Os problemas do Horizon foram identificados bem mais tarde. Várias condenações foram revistas, mas o caso permaneceu sendo tratado como uma exceção até que a série em quatro episódios transmitida pela ITV em horário nobre na virada do ano gerou um clamor popular que obrigou o governo e a justiça a assumirem responsabilidades, coisa que nunca fizeram antes. Sempre se refugiaram na escassa repercussão popular de um erro judiciário escandaloso. 

A combinação de jornalismo investigativo, com emoções humanas e um formato narrativo em quatro episódios mostrou como é possível manter a atenção do público numa história complexa durante vários dias sem cair na mesmice das telenovelas ou no inevitável cansaço de um documentário longo.  

Um novo modelo narrativo

O drama de Alan Bates, o franqueado que não se conformou com a sua condenação e liderou a campanha contra o descaso do correio inglês, pôde ser contado com um mínimo de detalhes, o que o tornou um personagem quase familiar da maioria dos telespectadores da ITV. Nove outras histórias pessoais criaram a enorme empatia gerada pela série, cujos fãs passaram a cobrar insistentemente o desdobramento em novas temporadas, decisão que ainda não foi tomada pela emissora. 

O sucesso da série inglesa permite a abertura de um debate sobre o tipo de narrativa que a grande imprensa pode adotar no momento em que seu modelo tradicional de abordagem da realidade já não consegue mais segurar a audiência e leitores durante muito tempo. Na Inglaterra, este debate já começou conforme mostram várias reportagens do jornal The Guardian.

A avalanche informativa, o ritmo frenético da internet e o distanciamento da agenda dos grandes jornais em relação ao público agravaram a migração das pessoas, especialmente os mais jovens e as mulheres em direção às redes sociais, onde apesar dos graves problemas de desinformação e fake news, a maioria ainda se sente mais confortável por causa de dois fatores: as histórias são contadas mais informalmente do que o estilo jornalístico deliberadamente seco para procurar transmitir a ideia de objetividade; e a comunicação interpessoal ocorre no formato conversa informal.

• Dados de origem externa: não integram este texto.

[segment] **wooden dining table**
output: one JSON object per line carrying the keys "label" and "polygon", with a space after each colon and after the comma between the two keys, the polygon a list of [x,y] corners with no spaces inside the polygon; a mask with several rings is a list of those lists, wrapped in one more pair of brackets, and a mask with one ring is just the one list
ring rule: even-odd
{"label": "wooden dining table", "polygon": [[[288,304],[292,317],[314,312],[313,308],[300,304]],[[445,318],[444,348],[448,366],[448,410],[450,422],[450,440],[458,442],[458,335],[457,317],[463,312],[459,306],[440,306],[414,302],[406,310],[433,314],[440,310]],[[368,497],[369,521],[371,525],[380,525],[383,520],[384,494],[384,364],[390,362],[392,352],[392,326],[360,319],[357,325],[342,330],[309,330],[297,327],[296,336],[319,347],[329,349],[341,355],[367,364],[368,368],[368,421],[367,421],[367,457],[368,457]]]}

A exaustão do estilo jornalístico baseado na chamada “pirâmide invertida” (1) abre uma oportunidade para que os veículos da grande imprensa inovem seus formatos de publicação de notícias, evitando a burocratização e padronização das narrativas. A perda de leitores e telespectadores é um dilema ainda sem solução para os grandes conglomerados da imprensa, que ainda não conseguem lidar tranquilamente com a convergência de plataformas de comunicação (texto, áudio, imagens e interatividade) na internet.

Esta combinação de plataformas, da qual a série Mr. Bates vs the Post Office é um exemplo bem-sucedido (há vários outros até mais sofisticados) é uma ferramenta comunicacional cuja complexidade técnica confere à grande imprensa condições únicas para sobreviver, reverter a queda de público e encontrar um novo nicho de produção de conteúdo noticioso. Mas os grandes conglomerados da comunicação precisam mudar sua relação com o jornalismo. É necessário abandonar a agenda noticiosa baseada na luta pelo poder entre grupos da elite política e econômica para focar na realidade das pessoas. 

Isto implica assumir uma nova postura diante de questões como a polêmica objetividade noticiosa. Ela pode ter funcionado quando se tratava de noticiar conflitos de interesse entre grupos de elite e poderia ser pouco conveniente financeiramente tomar partido de um lado. Mas agora, quando a principal preocupação é reconquistar audiências e leitores, a velha objetividade simplesmente não funciona. A empatia do público está diretamente relacionada ao envolvimento de jornalistas e narradores com o tipo de causa tratada no material noticioso. 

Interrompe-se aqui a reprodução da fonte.